# Wikipedia Data: Cleaning and EDA
The Wikipedia corpus contains entries from Wikipedia and their counterparts in the simplified "English" Wikipedia. These entries can be aligned by topic (e.g., the entire entry) or by sentence.

In [1]:
# Import packages
import numpy as np
import pandas as pd
import spacy
import nltk
import re
import textstat
import chardet

In [2]:
# Sets option to display all text in pandas dataframes
pd.set_option('display.max_colwidth', None)

# Specify File Locations
RawDat = '../data_raw/'
ClnDat = '../data_clean/'

In [3]:
# Specify whether to load in doc or sentence aligned Wikipedia data
Alignment = 'sentence' # Can be either 'doc' or 'sentence'
if Alignment == 'doc':
    FileExt = '_d.txt'
if Alignment == 'sentence':
    FileExt = '_s.txt'

WikiDF = pd.DataFrame() # Initialize pandas dataframe for data import
for level in ['normal', 'simple']:
    
    FileLoc = RawDat+'/WikiData/'+Alignment+'_aligned/'+level+FileExt
    with open(FileLoc, 'rb') as dataload:
        result = chardet.detect(dataload.read(10000))

    # Load Normal and Simplified English Wikipedia datasets
    WikiDF0 = pd.read_csv(FileLoc, 
                          sep = '\t', 
                          encoding = result['encoding'],
                          header =  None,
                          names = ['topic', 'paragraph_num', 'text'])
    
    WikiDF0['level'] = level
    WikiDF0['sent_id'] = list(range(1, int(len(WikiDF0.index))+1))
    
    WikiDF = WikiDF.append(WikiDF0)
    
# If Alignment at sentence aligned, pivot by "sentence number" to create rows
if Alignment == 'sentence':
    WikiDF = WikiDF.pivot(index = ['sent_id', 'topic'], columns = ['level'], values = ['text']).reset_index()
    # Flatten column index of pivot table
    WikiDF.columns = WikiDF.columns.map('_'.join).str.strip('_')
    
    # Flag and remove sentences that are perfectly aligned already
    WikiDF['same'] = np.where(WikiDF['text_normal'] == WikiDF['text_simple'], 1, 0)
    WikiDF = WikiDF[WikiDF['same'] != 1].reset_index(drop = True)
    WikiDF.columns = ['sent_id', 'topic', 'normal', 'simple', 'same']
    
    # Replace non ascii characters
    WikiDF['normal'] = WikiDF['normal'].str.encode('ascii', 'ignore').str.decode('ascii')
    WikiDF['simple'] = WikiDF['simple'].str.encode('ascii', 'ignore').str.decode('ascii')

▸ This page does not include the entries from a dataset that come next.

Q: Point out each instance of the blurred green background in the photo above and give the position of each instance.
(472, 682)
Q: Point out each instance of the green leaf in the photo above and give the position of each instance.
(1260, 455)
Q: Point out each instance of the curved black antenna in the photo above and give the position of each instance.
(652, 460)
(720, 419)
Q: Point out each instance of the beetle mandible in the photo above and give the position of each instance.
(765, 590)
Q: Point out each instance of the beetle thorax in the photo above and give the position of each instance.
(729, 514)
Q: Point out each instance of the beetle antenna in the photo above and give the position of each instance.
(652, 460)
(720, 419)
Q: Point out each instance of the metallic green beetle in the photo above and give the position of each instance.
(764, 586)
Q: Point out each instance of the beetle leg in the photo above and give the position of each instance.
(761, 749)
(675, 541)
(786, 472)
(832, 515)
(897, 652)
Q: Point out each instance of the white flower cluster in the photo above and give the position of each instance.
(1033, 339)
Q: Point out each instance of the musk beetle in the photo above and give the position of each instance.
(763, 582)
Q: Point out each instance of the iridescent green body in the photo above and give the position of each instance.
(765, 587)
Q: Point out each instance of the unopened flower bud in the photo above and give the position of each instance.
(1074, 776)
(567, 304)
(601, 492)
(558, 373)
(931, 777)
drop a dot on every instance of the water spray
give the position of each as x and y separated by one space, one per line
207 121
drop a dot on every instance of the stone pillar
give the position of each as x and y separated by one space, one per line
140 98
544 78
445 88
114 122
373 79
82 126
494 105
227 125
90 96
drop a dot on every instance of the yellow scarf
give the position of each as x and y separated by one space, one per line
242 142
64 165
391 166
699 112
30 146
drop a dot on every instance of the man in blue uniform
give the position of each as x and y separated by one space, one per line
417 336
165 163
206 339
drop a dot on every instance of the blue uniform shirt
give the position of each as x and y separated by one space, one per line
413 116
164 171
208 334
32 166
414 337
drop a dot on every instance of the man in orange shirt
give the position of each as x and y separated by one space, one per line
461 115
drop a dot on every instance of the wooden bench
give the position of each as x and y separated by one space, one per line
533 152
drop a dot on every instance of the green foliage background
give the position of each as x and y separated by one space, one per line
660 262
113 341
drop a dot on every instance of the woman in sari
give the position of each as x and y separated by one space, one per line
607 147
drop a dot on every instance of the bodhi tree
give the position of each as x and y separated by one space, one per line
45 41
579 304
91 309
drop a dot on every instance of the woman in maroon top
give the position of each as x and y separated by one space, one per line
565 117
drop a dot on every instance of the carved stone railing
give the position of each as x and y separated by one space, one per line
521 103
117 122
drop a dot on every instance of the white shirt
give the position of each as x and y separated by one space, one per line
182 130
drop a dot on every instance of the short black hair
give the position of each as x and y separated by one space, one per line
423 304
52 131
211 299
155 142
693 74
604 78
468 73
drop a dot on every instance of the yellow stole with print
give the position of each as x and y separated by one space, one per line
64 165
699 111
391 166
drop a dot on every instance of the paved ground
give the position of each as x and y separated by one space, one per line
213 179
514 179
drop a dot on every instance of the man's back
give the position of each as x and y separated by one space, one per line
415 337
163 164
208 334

    # Replace LRB and RRB symbols
    WikiDF['normal'] = WikiDF['normal'].str.replace(r'-LRB-|-RRB-', '')
    WikiDF['simple'] = WikiDF['simple'].str.replace(r'-LRB-|-RRB-', '')

    # Export WikiDF to csv
    WikiDF.to_csv(ClnDat+'wiki_'+Alignment+'.csv', header = True, index = False)
    
# If Alignment at document aligned, merge sentences into paragraph and paragraphs into single file for doc
if Alignment == 'doc':
    WikiDF = WikiDF.groupby(['topic', 'type', 'paragraph_num'], as_index = False).agg({'text': ' '.join})
    WikiDF = WikiDF.groupby(['topic', 'type'], as_index = False).agg({'text': '\n '.join})

In [4]:
# Calculate text features for Wiki corpus aligned at document level
if Alignment == 'doc':
    # For exploratory data analysis, get random sample of topics
    RandTopics = pd.DataFrame(WikiDF['topic'].unique()).sample(1000)
    RandTopics.columns = ['topic']

    # Subset Wikipedia dataframe to random sample of topics
    WikiDF_sub = WikiDF[WikiDF['topic'].isin(RandTopics['topic'])].reset_index()
    len(WikiDF_sub.index)
    
    # Compute text readability score for subset
    WikiDF_sub['text'] = WikiDF_sub['text'].apply(str) # Turn text to string
    WikiDF_sub['fkg_score'] = WikiDF_sub['text'].apply(textstat.flesch_kincaid_grade)
    WikiDF_sub['flesch_read'] = WikiDF_sub['text'].apply(textstat.flesch_reading_ease)
    WikiDF_sub['fog_score'] = WikiDF_sub['text'].apply(textstat.gunning_fog)
    WikiDF_sub['ari_score'] = WikiDF_sub['text'].apply(textstat.automated_readability_index)
    WikiDF_sub['cli_score'] = WikiDF_sub['text'].apply(textstat.coleman_liau_index)
    WikiDF_sub['lwf_score'] = WikiDF_sub['text'].apply(textstat.linsear_write_formula)
    WikiDF_sub['dcr_score'] = WikiDF_sub['text'].apply(textstat.dale_chall_readability_score)
    WikiDF_sub['consensus'] = WikiDF_sub['text'].apply(textstat.text_standard)
    WikiDF_sub['n_sentences'] = WikiDF_sub['text'].apply(textstat.sentence_count)
    WikiDF_sub['n_syllables'] = WikiDF_sub['text'].apply(textstat.syllable_count)
    WikiDF_sub['n_lexicon'] = WikiDF_sub['text'].apply(textstat.lexicon_count)

In [None]:
WikiDF_sub.groupby('type')['lwf_score'].plot(kind = 'hist', legend = True)

In [None]:
WikiDF_sub.groupby('type')['fog_score'].plot(kind = 'hist', legend = True)

In [None]:
WikiDF_sub['topic'].unique()

In [None]:
Sub2 = WikiDF_sub[WikiDF_sub['topic'] == '1992 Pacific hurricane season']

In [None]:
Sub2[['topic', 'type', 'text', 'n_sentences']]

In [None]:
pd.pivot_table(WikiDF_sub, index = ['consensus'], columns = ['type'], values = ['text'], aggfunc = 'count').reset_index().plot.bar(x = 'consensus')

In [None]:
nlp(WikiDF_sub['text'][49])

In [None]:
WikiDF_sub.boxplot(column = 'fog_score', by = 'type')